La indignación nace en el occursus, término utilizado por Spinoza. Ella es un encuentro azaroso. Para devenir indignado se necesita más que uno. No se prepara la indignación, simplemente sucede en el escenario no planificado. Los encuentros de la indignación se mezclan conmigo. Estos encuentros son “convenientes” –en un sentido irónico- a la indignación. La conveniencia es una disconveniencia. En realidad, no debería convenir por que uno de los modos privilegiados de ser éticos es la indignación.
Vivimos descompuestos en el acontecimiento de la indignación y la affection.
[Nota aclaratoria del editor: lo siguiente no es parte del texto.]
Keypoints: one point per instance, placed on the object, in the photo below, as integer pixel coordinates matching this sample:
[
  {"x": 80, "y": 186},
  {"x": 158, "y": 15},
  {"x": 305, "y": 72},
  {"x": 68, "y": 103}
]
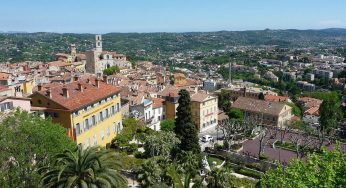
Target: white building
[
  {"x": 209, "y": 85},
  {"x": 158, "y": 113},
  {"x": 98, "y": 60}
]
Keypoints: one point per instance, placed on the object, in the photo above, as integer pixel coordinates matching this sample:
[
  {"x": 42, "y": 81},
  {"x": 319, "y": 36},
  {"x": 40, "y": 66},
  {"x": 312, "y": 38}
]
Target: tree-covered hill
[{"x": 16, "y": 47}]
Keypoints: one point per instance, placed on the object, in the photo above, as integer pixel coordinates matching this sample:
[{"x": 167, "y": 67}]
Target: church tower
[
  {"x": 73, "y": 50},
  {"x": 98, "y": 43}
]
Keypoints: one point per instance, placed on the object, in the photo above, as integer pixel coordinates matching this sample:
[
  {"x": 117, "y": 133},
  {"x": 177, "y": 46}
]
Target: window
[
  {"x": 101, "y": 116},
  {"x": 119, "y": 127},
  {"x": 6, "y": 106},
  {"x": 86, "y": 124},
  {"x": 108, "y": 131},
  {"x": 78, "y": 131},
  {"x": 88, "y": 142},
  {"x": 114, "y": 127},
  {"x": 105, "y": 114},
  {"x": 93, "y": 120},
  {"x": 95, "y": 139},
  {"x": 113, "y": 110},
  {"x": 102, "y": 134}
]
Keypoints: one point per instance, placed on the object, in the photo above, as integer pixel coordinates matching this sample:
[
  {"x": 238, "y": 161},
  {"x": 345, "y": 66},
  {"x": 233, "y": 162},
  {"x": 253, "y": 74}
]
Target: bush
[
  {"x": 256, "y": 166},
  {"x": 131, "y": 148},
  {"x": 251, "y": 173},
  {"x": 236, "y": 146},
  {"x": 138, "y": 154},
  {"x": 218, "y": 147},
  {"x": 264, "y": 157}
]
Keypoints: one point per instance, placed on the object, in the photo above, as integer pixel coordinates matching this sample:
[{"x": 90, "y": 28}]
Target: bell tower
[
  {"x": 98, "y": 43},
  {"x": 73, "y": 50}
]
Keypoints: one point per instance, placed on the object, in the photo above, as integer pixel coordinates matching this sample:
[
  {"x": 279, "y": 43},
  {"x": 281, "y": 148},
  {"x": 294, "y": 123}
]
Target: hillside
[{"x": 16, "y": 47}]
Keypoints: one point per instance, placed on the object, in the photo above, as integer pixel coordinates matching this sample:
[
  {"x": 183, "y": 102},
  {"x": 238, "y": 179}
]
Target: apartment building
[
  {"x": 264, "y": 112},
  {"x": 204, "y": 111},
  {"x": 88, "y": 108}
]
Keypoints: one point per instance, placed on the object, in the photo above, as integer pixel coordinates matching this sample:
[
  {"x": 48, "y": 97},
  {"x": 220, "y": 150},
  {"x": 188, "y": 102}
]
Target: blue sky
[{"x": 102, "y": 16}]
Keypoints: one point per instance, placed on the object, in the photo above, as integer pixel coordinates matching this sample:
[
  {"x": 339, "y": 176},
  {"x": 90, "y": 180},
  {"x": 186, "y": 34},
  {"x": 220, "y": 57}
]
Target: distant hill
[{"x": 42, "y": 46}]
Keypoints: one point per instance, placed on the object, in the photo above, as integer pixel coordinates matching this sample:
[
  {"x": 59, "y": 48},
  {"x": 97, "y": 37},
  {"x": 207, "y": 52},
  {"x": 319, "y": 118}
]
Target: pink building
[{"x": 9, "y": 103}]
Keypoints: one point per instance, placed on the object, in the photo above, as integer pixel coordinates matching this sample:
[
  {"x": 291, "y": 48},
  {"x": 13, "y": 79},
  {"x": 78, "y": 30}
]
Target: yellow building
[
  {"x": 171, "y": 95},
  {"x": 179, "y": 79},
  {"x": 204, "y": 111},
  {"x": 89, "y": 108},
  {"x": 28, "y": 86}
]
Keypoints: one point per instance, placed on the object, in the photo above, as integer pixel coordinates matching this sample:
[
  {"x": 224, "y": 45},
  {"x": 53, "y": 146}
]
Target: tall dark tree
[
  {"x": 329, "y": 113},
  {"x": 261, "y": 96},
  {"x": 184, "y": 128},
  {"x": 28, "y": 142},
  {"x": 92, "y": 167}
]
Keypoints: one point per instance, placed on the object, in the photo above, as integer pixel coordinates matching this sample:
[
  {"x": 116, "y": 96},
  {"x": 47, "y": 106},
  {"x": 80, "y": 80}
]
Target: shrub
[
  {"x": 264, "y": 157},
  {"x": 250, "y": 173}
]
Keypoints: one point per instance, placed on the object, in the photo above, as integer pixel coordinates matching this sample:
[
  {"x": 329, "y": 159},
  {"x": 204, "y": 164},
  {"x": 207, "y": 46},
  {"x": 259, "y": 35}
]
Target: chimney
[
  {"x": 65, "y": 92},
  {"x": 49, "y": 92},
  {"x": 80, "y": 87},
  {"x": 39, "y": 87},
  {"x": 105, "y": 79},
  {"x": 97, "y": 82}
]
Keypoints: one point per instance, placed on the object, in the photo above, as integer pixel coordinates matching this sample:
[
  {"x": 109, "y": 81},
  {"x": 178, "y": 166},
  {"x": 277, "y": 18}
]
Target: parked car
[{"x": 207, "y": 138}]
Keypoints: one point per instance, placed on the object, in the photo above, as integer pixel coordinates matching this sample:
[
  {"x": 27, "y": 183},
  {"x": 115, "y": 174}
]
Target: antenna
[{"x": 230, "y": 73}]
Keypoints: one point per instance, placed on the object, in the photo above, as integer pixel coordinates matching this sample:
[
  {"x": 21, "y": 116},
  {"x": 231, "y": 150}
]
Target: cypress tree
[{"x": 184, "y": 127}]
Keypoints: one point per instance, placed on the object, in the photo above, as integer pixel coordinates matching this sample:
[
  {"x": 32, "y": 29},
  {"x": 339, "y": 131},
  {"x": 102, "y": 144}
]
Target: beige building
[
  {"x": 98, "y": 60},
  {"x": 264, "y": 112},
  {"x": 204, "y": 111}
]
Esta descomposición es el mal sin ambages. El mal es un mal encuentro, dice Spinoza. El mal es lo que nos hace mal como la corrupción, la injusticia, el racismo. Nuestro conocimiento de aquello que nos hace mal no es técnico, es conocimiento de affectus y affection. Conocemos porque nos afecta. La acción recae sobre mí y por las mezclas. La inadecuación en la que vive el ser humano, sustenta el encuentro. Existimos en un modo de imperfección, sin la posibilidad de evitar el azar y en la vulnerabilidad de lo más bajo de la indignación.
No todos somos afectados, pero todos podemos ser afectados. Los afectos –affectus- fundamentales de los occursus, son la tristeza y la alegría en la Ética de Spinoza. La tristeza descompone al ser humano, lo destruye, le resta su potencia de existir. La alegría potencia su existencia, su vida. En el caso de la indignación, no somos “spinocistas”, pues la indignación en el acontecimiento más bajo de lo bajo donde existe la potencia de existir. Habitar en la indignación no es la descomposición producida por la tristeza, es más bien la potencia de la vida a partir de los márgenes y de las víctimas. Luego, estar indignado potencia la vida por la vida misma. En tal sentido, la indignación es valorar la expresión de Spinoza: Nadie sabe de lo que un cuerpo es capaz. Nadie sabe de lo que nosotros somos capaces, por eso la indignación es la potencia. En efecto, lo único que sabemos es que siempre podemos estar afectados.
El poder de ser afectado es la combinación entre lo bueno y lo malo. El poder de ser afectado es realmente una intensidad. No sabemos sobre el deber, tampoco sobre lo que nosotros somos capaces. La ética, dirá Deleuze, es un problema de potencia y no un problema de deber. La potencia compleja de la indignación no es igual a la relación de la tristeza con la inteligencia.
Por último, devenimos éticos por los encuentros, en la indignación no provocada por las imperfecciones, sino por aquello que se encuentra más bajo que lo bajo. Los encuentros son los que convienen a la ética. No podemos aspirar a un buen encuentro, pero sí podemos anhelar encuentros éticos. Así, la indignación es el comienzo de la ética pública.
10. Conclusión
La ética de la indignación está dirigida a sujetos indignados dentro de acontecimientos chocantes y generadores de impotencia. La potencia de la indignación nace en la impotencia del acontecimiento. Los acontecimientos en los que se inscribe la impotencia chocan no con el mejor de los sujetos. Los seres indignados no son seres perfectos ni absolutamente morales.
La indignación no es el diálogo, es el grito, el no sin argumentos, la rabia y el odio enardecidos. Ella hace la apuesta por la detención del acontecimiento, pero cuando éste ya ha sucedido, lo único que permanece es la esperanza de que no vuelva a repetirse.
Estar indignados no es un acto de bondad. Tampoco nos indignamos por maldad. La indignación es la ética de la rabia frente a la injusticia del mundo. Por consiguiente, la indignación es el comienzo de una ética que está más allá del bien y del mal, no por ausencia de amor, sino porque el amor vibra y tiende a ahogarse en la ausencia de su amante.